Didn’t get any shares of the Google (GOOG) IPO? You’re not alone. Like the majority of buy side firms, Peridot avoided bidding in the Google dutch auction after the company set a high price range ($108-$135) and disclosed little information about the company’s future growth strategy. Tempered demand brought the IPO price down to $85, a much more reasonable price, but if you passed on bidding in the first round you couldn’t lower your bid when the range was lowered. The stock opened up $15 to $100 per share as some investors decided a sub-$100 price was a good bet.
In the following few months, Google stock doubled from its first day close to $200 a share. Headlines popped up everywhere that 1999 was back again, that we had learned nothing from the bubble. However, the skeptics had forgotten one important thing, Google actually makes money. The reason why stocks like Ariba, Commerce One, and theGlobe.com crashed from $100 to $1 was because their business models were flawed; they didn’t earn a dime. In 1999, analysts were justifying astronomical equity valuations by looking at revenues, not profits. Conventional wisdom back then was that with the increased use of the Internet, eventually the companies could turn sales and page hits into earnings.
For most companies, though, that never materialized and the stocks collapsed accordingly. There were, however, a select few that have survived, and not only survived, but thrived. eBay, Amazon, Yahoo, Interactive Corp, to name a few. Their market caps have risen steadily since the bubble burst for one simple reason, they are making a lot of money and still growing very quickly.
So, let’s come back to Google, which recently hit $200 before pulling back to the 160’s on concerns over its upcoming share lock-up expiration. There is one reason why those who got the Google IPO in August paid $85 and yet someone was still willing to pay $200 in November. Earnings. In the summer investors severely underestimated how much Google could earn. The initial earnings per share estimate for 2004 put out by the analysts was $1.31, giving Google a p/e of 65 at the $85 IPO price. Google’s growth rate was expected to be about 40% per year, about 10% sequentially for the foreseeable future. Understandably, many investors thought that, at best, Google’s IPO was fairly valued.

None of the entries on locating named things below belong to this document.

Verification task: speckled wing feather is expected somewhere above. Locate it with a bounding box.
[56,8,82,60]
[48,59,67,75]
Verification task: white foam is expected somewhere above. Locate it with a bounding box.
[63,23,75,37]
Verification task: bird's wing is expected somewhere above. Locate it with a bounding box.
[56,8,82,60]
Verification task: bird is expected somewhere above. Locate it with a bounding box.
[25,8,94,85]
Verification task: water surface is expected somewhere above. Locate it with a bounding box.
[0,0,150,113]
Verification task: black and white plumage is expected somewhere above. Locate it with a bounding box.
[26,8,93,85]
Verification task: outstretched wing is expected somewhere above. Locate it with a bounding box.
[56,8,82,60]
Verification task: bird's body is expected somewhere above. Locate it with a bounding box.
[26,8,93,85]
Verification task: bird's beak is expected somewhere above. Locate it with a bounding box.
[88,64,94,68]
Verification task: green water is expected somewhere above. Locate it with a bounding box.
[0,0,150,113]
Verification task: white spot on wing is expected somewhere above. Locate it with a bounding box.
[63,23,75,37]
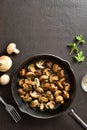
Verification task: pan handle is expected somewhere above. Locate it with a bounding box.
[69,109,87,130]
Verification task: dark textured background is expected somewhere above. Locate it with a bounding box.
[0,0,87,130]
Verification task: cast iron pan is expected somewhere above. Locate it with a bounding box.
[11,54,76,119]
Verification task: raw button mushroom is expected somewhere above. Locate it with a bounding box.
[0,55,12,72]
[0,74,10,85]
[7,43,20,54]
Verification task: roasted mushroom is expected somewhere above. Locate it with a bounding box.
[53,64,61,73]
[45,101,55,109]
[28,64,36,72]
[20,93,32,102]
[30,91,40,98]
[30,99,39,108]
[49,74,58,83]
[36,60,45,69]
[43,68,51,76]
[18,88,26,95]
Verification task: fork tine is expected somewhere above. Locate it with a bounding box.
[10,109,21,123]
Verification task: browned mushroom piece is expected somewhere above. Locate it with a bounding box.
[20,93,32,102]
[17,88,26,95]
[41,82,50,90]
[19,79,25,86]
[43,68,51,76]
[45,101,55,109]
[53,64,61,73]
[26,72,35,80]
[59,78,65,84]
[39,103,45,111]
[36,60,45,69]
[34,69,42,76]
[20,69,26,76]
[39,75,48,81]
[34,85,44,93]
[56,81,63,89]
[17,60,71,111]
[30,99,39,108]
[55,95,63,103]
[46,61,53,69]
[39,95,48,103]
[23,83,29,92]
[28,64,36,72]
[49,84,58,93]
[64,82,71,91]
[57,69,65,78]
[46,91,54,101]
[30,91,40,98]
[54,90,62,96]
[63,90,69,98]
[49,74,58,83]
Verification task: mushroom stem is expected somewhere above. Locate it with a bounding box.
[13,48,20,54]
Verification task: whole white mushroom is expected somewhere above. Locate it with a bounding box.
[0,55,12,72]
[6,43,20,54]
[0,74,10,85]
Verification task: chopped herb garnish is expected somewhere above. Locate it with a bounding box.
[75,35,85,44]
[74,51,85,62]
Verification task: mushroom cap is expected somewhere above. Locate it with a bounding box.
[0,74,10,85]
[7,43,16,54]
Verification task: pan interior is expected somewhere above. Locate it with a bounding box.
[12,55,76,118]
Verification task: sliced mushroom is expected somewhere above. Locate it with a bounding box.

However, in October Google reported its first qaurter as a public company and it was a blowout. The analysts were wrong, and earnings estimates went through the roof. 2004 estimates now stand at $2.54, with 2005 numbers averaging $3.38 per share. If investors knew this in August, Google never would have priced at $85. Think about it. Forward EPS of $3.38, 40% growth rate, and an $85 stock price. That’s a forward p/e of 25x for 40% growth. Nobody on Wall Street would have pronounced the Google IPO overvalued if they knew it had a 2005 p/e of 25.
Recently Google has fallen from over 200 to the 160’s, mostly due to insiders who will be free to sell shares beginning in mid-November. Increased supply leads many to think Google will crash back to Earth. The question is, will a $35 or $40 decline in the stock price result in increased demand, and if so, will that demand be able to absorb the supply that will soon be hitting the market.
Nobody knows for sure, but we do know one thing. Investors so far have underestimated how much money Google can earn in the future. It wouldn’t be surprisng to me at all if after the company reports the next quarter or two, analysts once again have to raise their earnings estimates. At $165 per share, Google trades at 49x what the Street today expects them to earn next year. Given a 40+ percent growth rate and the potential for more blowout quarters to the upside, it seems that the lock-up fear has presented an opportunity to buy, not to sell.